An early strategy (used back in 1955 by Hiller and Isaacson's) was generate and test. Random numbers are generated until they pass a test. The passed number becomes the latest choice, and a new selection is then made. Alternatively, we might restrict generations to only acceptable options in the first place (by heuristics).


More complicated strategies include back tracking (jumping back to an earlier decision point when a path has led to an impasse) and dynamic programming (greedy selection of the best option according to a cost function at any point, to comparison of multiple paths taking into account all steps but keeping down the proliferation of possible paths by only following best scoring paths to any given branching point).   

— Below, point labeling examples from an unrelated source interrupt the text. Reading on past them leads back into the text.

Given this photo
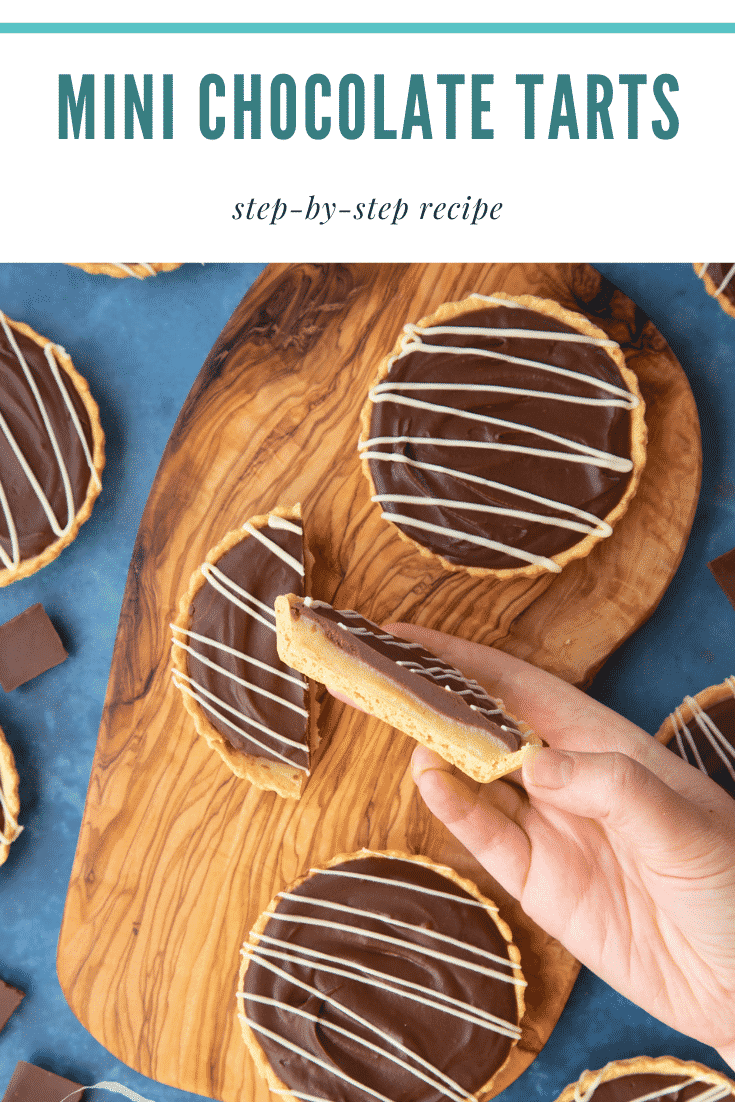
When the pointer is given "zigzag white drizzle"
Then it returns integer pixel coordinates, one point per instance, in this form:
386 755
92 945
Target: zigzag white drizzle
51 350
709 728
265 614
725 282
270 949
711 1092
400 393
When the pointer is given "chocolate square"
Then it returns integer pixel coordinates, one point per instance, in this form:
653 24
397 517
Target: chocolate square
29 646
30 1083
9 1002
723 568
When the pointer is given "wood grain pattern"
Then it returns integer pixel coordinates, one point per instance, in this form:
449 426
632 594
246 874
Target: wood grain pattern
176 856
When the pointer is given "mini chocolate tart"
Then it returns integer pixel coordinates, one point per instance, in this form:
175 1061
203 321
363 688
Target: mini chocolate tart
702 732
652 1079
505 436
52 451
402 684
123 271
720 282
251 708
380 975
9 800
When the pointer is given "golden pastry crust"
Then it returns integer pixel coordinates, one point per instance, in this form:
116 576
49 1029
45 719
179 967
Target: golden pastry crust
303 646
641 1065
10 808
272 776
123 271
514 954
28 566
711 288
713 694
638 431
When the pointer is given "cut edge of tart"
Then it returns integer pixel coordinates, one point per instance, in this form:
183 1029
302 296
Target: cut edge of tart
260 1059
63 363
346 667
638 434
269 775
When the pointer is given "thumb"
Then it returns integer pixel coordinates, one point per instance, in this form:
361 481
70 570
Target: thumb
625 797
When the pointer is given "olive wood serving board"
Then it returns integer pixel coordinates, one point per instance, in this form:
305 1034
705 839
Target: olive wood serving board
176 856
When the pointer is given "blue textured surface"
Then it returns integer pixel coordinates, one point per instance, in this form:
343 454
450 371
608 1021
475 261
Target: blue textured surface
141 345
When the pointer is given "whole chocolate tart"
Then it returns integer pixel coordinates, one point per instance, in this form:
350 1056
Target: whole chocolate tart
251 708
380 975
52 451
702 732
652 1079
9 799
504 435
403 684
720 282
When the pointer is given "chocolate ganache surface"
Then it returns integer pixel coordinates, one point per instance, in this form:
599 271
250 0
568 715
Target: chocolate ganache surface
723 277
257 702
654 1088
46 444
381 978
708 741
508 438
412 667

You should see that any machinery from AI (whether GOFAI symbolic or connectionist) may be imported to problems of musical search.




//generate and test

(

var currentvalue= rrand(60,72); 

var generateandtest; 


generateandtest= {|previous=60|

var number=rrand(24,127); 

var keeplooking; 

//keep searching until a number passes the tests

while({

keeplooking= false; //can only fail

//note we could replace this test with just generating number in the allowable range to start with

if (abs(number-previous)>12) {

keeplooking= true; 

};

//avoid certain intervals

if (#[-5,-3,4,7,11].includes(number-previous)) {

keeplooking= true; 

};

((number.asString)++(if(keeplooking," rejected","accepted"))).postln;

keeplooking

},{

//no need to do anything here, all done in while test function

number=rrand(24,127); 

});

number

};  

{

20.do{

currentvalue = generateandtest.(currentvalue);

Synth(\acsound,[\freq, currentvalue.midicps]); 

0.25.wait;

};


}.fork;

)





Sonification of mathematics


Given the wonderful resources of mathematics, it's very tempting to translate mathematical structures into musical output. But be warned that the transformation does not often make perceptual sense, and can be very contrived. On the other hand, it may lead you to stimulating output you wouldn't otherwise have conceived. 

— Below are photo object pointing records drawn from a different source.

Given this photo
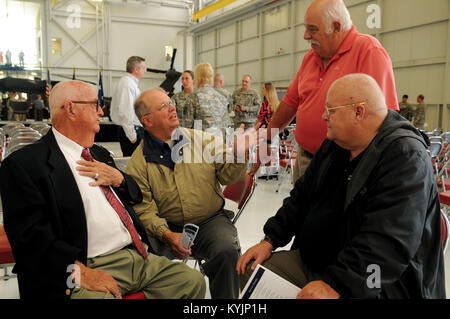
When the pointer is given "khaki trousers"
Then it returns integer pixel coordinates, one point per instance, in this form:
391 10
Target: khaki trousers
157 278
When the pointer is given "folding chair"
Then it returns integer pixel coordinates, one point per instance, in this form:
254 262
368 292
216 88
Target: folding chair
121 162
240 193
435 149
445 228
288 155
444 198
8 128
6 256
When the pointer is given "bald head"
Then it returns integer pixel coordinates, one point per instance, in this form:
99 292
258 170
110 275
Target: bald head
356 88
68 90
331 11
157 113
356 109
75 111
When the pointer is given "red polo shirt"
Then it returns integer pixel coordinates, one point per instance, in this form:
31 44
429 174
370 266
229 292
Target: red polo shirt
358 53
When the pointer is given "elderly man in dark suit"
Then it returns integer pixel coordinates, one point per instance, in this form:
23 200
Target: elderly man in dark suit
68 215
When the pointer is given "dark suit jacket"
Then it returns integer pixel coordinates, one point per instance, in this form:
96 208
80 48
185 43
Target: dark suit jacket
44 215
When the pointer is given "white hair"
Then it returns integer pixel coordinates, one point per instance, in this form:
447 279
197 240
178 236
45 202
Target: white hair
336 11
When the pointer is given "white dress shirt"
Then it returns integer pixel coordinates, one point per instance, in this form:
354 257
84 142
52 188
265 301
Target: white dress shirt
122 105
106 232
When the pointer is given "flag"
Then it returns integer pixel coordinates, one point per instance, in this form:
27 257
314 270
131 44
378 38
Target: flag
48 86
101 100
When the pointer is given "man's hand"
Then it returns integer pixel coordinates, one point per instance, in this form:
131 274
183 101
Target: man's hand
259 253
244 141
107 175
263 155
318 290
174 241
96 280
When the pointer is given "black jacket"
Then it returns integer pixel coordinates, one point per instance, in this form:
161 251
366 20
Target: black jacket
391 218
44 215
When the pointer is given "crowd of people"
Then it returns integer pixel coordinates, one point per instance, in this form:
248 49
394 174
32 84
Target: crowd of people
364 194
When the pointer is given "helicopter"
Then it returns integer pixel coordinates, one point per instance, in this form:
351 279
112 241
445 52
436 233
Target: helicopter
172 75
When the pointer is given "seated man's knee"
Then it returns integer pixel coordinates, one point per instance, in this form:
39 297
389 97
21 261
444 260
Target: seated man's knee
198 285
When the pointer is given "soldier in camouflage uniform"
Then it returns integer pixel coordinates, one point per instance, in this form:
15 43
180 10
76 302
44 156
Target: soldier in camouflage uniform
246 103
185 114
207 104
406 109
218 86
419 113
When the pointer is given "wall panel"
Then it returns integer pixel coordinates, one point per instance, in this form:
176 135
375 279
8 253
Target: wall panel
415 33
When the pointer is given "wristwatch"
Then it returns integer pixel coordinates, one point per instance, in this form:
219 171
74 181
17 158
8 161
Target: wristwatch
267 238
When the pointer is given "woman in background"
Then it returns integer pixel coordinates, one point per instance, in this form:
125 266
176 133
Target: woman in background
268 106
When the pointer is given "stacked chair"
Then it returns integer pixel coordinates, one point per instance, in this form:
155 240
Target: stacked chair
288 155
439 152
20 137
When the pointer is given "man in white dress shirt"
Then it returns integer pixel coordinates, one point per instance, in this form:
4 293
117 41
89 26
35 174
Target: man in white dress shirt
68 214
122 106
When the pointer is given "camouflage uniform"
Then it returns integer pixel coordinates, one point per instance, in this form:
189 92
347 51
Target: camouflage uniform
406 110
185 115
227 95
209 106
419 116
252 102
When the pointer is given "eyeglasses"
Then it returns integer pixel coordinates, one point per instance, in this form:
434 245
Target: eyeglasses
328 109
161 108
95 102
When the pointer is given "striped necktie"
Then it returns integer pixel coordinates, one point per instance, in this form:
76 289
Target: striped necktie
120 210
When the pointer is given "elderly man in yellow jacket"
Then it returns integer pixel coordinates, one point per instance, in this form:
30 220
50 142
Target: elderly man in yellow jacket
180 172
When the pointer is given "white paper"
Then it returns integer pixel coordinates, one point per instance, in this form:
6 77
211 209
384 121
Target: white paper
265 284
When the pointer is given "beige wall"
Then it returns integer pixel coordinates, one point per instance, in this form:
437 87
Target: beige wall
268 43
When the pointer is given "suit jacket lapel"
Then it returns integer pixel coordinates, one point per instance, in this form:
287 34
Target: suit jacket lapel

//logistic map function used to generate pitch values

(

var currentvalue= 1.0.rand; 

var logisticmap, r;


r=3.74;  


logisticmap= {|previous=60|

((1.0-previous)*previous*r).postln;

};  

{

50.do{

currentvalue = logisticmap.(currentvalue);

//must convert from the value in the range 0.0 to 1.0 to a musically useful pitch value

//quartertones here

Synth(\acsound,[\freq, (60+((currentvalue*12).round(0.5))).midicps]); 

0.125.wait;

};


}.fork;

)



The example here demonstrates how the logistic map acts as a generator of values at the required rate for musical events set required, much as a UGen is a (usually much faster running) generator of sample values at audio rate. Analogous networks of number generation and modification (synthesis and processing) can be formed in algorithmic composition to determine musical parameter values for event streams. 






We'll continue this next year in advanced computer music by discussing mappings and musical modeling in general. For example, we haven't touched here on data-driven modeling where a corpus is automatically analyzed to create a generative model. You may still approach such things intuitively, by formulating rules via your own personal analyses of musical style.